While the statutes historically seemed to imply that the nondischargeability of a fraudulent debt is based on whether the debtor was culpable, the Court found in Strang v. Bradner, 114 U.S. 555, 561 (1885) that all three business partners were barred from discharging a fraudulent debt caused by one of the partners. After the Supreme Court’s decision in Strang, Congress specifically removed the pre-existing language which focused on the individual debtor’s fraud, signaling to the Supreme Court that Congress intended to focus on the “event” of fraud rather than the culpability of a single actor. Case at pp. 9-10.

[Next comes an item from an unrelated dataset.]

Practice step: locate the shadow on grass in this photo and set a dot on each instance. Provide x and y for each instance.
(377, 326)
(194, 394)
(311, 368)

From this, the U.S. Supreme Court determined that Kate Bartenwerfer was barred from discharging the judgment debt, regardless of her culpability in committing the fraud.
In a one-page concurring opinion, Justice Sonia Sotomayor, joined by Justice Ketanji Brown Jackson, concurred with the majority. However, they indicated that they only concurred based on the understanding that the relevant text of the Bankruptcy Code would bar debtors for fraudulent debts if the fraud was committed by the debtor’s “agents” or the debtor’s “partners within the scope of the partnership.” Concurrence at 1.